When someone walks out of a state or federal prison, they are handed whatever personal belongings they had at intake, given a check or debit card with the balance of their prison account, and sometimes provided with a bus ticket to their county of origin. In many states, that is the extent of formal re-entry support. The system that spent years processing this person has almost nothing to say to them at the moment that matters most.
The research on re-entry converges on one consistent finding: the decisions and circumstances of the first 72 hours after release predict outcomes months and years later with striking accuracy. This is not because those 72 hours are uniquely formative in a psychological sense. It is because the first three days determine whether someone has a safe place to sleep, access to medications, food, and some form of social support. When those basics are in place, people can begin the longer work of building a sustainable life. When they are not, the probability of crisis, substance use, and rearrest rises sharply.
Housing is the most critical variable. Research from the Urban Institute and from various state corrections departments consistently finds that people who are homeless immediately after release are two to three times more likely to be rearrested within the first year than those with stable housing. This is not primarily a function of neighborhood effects or peer networks. It is a function of the material reality of being unhoused: no address to provide to an employer, no ability to comply with probation check-in requirements, no security that allows for long-term planning.
In 2019, Oregon implemented a first-of-its-kind program that guaranteed transitional housing for 90 days to everyone released from state prisons without a confirmed stable address. The preliminary results showed a 22 percent reduction in returns to prison within the first six months, driven almost entirely by the difference in housing stability in the immediate post-release period.
Medication continuity is the second major factor. An estimated 20 percent of the incarcerated population has a serious mental illness. Many are on antipsychotic medications that require prescription continuity and sometimes blood monitoring. State prisons are legally required to provide psychiatric medications during incarceration. They are not required to ensure continuity after release. In practice, this means that a person on a stable medication regimen in a correctional facility can be released on a Friday afternoon with no prescription, no appointment scheduled, and no ability to access Medicaid for 30 days in states that have not expanded the program. Psychiatric crises, hospitalizations, and arrests often follow within weeks.
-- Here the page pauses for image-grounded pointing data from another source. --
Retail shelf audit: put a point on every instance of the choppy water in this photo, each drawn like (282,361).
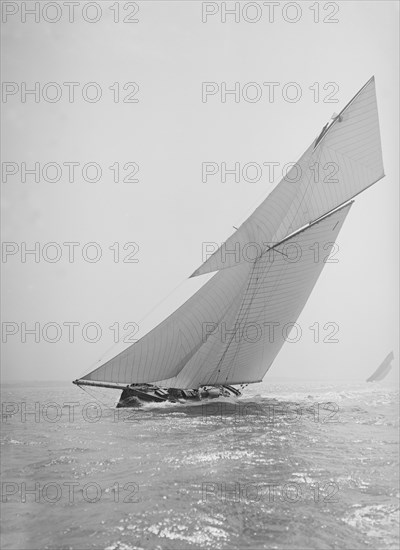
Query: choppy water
(287,466)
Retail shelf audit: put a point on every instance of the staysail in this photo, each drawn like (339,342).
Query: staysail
(241,348)
(230,331)
(342,162)
(383,370)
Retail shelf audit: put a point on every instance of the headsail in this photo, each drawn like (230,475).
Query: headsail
(214,337)
(383,370)
(165,350)
(243,345)
(344,160)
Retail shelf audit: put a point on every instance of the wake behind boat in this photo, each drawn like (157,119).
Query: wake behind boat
(224,334)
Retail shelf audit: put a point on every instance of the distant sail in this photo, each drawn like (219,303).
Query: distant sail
(345,159)
(383,370)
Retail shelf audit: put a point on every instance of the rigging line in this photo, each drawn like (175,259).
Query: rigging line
(263,274)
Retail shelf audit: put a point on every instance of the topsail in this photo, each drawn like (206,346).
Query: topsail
(343,161)
(230,331)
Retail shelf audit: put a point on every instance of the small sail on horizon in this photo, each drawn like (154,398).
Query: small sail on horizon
(225,333)
(383,370)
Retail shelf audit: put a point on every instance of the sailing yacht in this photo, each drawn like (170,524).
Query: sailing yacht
(221,337)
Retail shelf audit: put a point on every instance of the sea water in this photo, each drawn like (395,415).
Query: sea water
(287,466)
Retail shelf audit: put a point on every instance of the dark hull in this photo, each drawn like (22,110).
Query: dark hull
(138,394)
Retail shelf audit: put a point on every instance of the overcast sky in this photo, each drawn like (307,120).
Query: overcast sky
(169,133)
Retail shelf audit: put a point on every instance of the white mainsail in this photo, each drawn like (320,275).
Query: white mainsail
(346,160)
(244,344)
(165,350)
(230,331)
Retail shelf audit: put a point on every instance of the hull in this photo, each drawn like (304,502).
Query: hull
(138,394)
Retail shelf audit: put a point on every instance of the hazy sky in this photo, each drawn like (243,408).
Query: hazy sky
(169,133)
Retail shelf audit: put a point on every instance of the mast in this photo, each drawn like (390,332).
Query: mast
(179,352)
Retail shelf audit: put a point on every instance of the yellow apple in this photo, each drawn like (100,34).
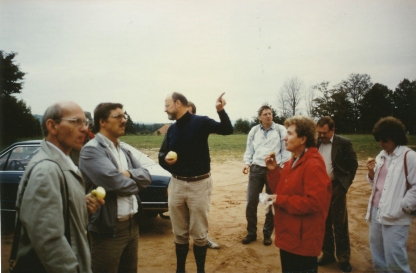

The third factor is social connection. Research on protective factors against recidivism consistently identifies prosocial relationships as the strongest predictor of long-term success. But incarceration systematically damages these relationships. Families move. Children age through developmental stages without a parent present. The social support network that existed before incarceration is often fragmented by the time of release. The 72-hour period is when former connections either hold or break.
The policy implication is not complicated. Pre-release planning, transitional housing, medication bridges, and peer re-entry navigators all address the specific risks that concentrate in the first three days. They are not expensive relative to the cost of reincarceration. They simply require a political decision that re-entry support is a government responsibility and not a charitable afterthought.